To ensure that such bias does not contaminate executive decision-making, 82% of companies take measures to safeguard captured data from those who make decisions on employee promotions or dismissals. But within 22% of the companies that implement such safeguards, we still found managers attempting to access restricted material, which raises a critical issue: trust, or a lack thereof.
5. Above all, employees and employers must rebuild the trust levels that existed in office settings. Without trust, surveillance significantly divides workers and managers: We found that more than 92% of employees being monitored trust their employers less, and 81% of managers trust their workers less. Our research suggests using surveillance as only an interim or supplementary measure in order to address this crisis of trust.
As 72% of employers told us, fear of employees wasting time drives their suspicion. Clear expectations about how new hires demonstrate efficiency eliminates the need to surveil. One CEO told us, “We have no desire to babysit our employees. We’d much rather evaluate our team members’ output as opposed to how they spend their day. But until we know our workers can operate in this new world, we need to be sure.” Managers who hire those skilled in time management obviate the need for monitoring, so altering the hiring process is a better, more sustainable solution than surveillance.
The Last Word
While it’s encouraging to see that companies are paying closer attention to their workforces’ productivity, our study found that setting goals and communicating expected outcomes to employees, in addition to offering them greater autonomy, leads to better results than operating surveillance software. The more responsibility and accountability workers feel they have, the more empowered and productive they will be. Additionally, discarding micromanagement practices frees managers to work on essential activities that add customer value and can lead to increased productivity for everyone.

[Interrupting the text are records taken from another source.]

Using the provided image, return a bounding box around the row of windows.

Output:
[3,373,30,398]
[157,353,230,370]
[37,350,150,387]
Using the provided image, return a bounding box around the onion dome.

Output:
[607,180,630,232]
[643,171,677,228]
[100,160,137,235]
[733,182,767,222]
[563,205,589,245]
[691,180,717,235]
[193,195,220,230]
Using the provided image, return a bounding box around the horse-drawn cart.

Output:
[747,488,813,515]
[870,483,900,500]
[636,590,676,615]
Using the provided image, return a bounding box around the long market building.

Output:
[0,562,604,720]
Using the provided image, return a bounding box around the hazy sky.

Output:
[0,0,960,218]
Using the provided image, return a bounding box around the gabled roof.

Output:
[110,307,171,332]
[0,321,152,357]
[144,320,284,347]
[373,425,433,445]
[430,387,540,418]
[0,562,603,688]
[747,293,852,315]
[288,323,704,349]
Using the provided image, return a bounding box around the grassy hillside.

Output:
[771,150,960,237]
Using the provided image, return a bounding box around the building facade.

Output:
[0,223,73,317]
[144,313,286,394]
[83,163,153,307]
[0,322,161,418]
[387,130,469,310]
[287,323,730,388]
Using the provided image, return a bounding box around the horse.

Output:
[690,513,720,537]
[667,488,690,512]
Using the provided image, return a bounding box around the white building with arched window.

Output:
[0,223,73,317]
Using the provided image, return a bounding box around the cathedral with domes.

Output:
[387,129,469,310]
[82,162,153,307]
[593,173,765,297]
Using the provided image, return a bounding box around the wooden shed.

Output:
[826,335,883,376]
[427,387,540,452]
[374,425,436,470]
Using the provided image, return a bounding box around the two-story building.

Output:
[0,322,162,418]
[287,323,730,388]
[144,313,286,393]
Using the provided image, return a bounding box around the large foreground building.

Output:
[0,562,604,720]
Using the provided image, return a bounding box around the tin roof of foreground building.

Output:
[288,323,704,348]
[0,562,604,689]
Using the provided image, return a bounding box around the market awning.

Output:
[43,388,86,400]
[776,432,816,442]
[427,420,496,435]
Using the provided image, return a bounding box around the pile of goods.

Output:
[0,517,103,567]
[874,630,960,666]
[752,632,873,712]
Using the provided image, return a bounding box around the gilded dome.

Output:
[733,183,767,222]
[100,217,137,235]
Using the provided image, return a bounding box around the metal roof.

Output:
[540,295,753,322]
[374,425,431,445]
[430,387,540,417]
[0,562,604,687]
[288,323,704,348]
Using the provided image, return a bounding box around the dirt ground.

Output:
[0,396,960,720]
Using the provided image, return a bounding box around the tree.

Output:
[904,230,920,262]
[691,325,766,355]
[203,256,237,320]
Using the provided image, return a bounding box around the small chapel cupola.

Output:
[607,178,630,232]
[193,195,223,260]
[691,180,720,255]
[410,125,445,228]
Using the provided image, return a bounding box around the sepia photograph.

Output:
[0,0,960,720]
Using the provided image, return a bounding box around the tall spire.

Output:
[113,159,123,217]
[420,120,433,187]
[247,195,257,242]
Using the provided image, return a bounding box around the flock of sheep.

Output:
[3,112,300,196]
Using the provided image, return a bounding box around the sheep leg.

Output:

For successful remote work, employees need tools to collaborate and share their presence — and they shouldn’t be expected to operate in the dark regarding surveillance. Companies should invest in systems — based on trust, not surveillance — that aid collaboration and empower employees to be more productive at home. After all, if managers look after their employees, those employees will in turn look after their customers. And isn’t that what business is about?
References
1. K.E.C. Levy, “The Contexts of Control: Information, Power, and Truck-Driving Work,” The Information Society 31, no. 2 (2015): 160-174.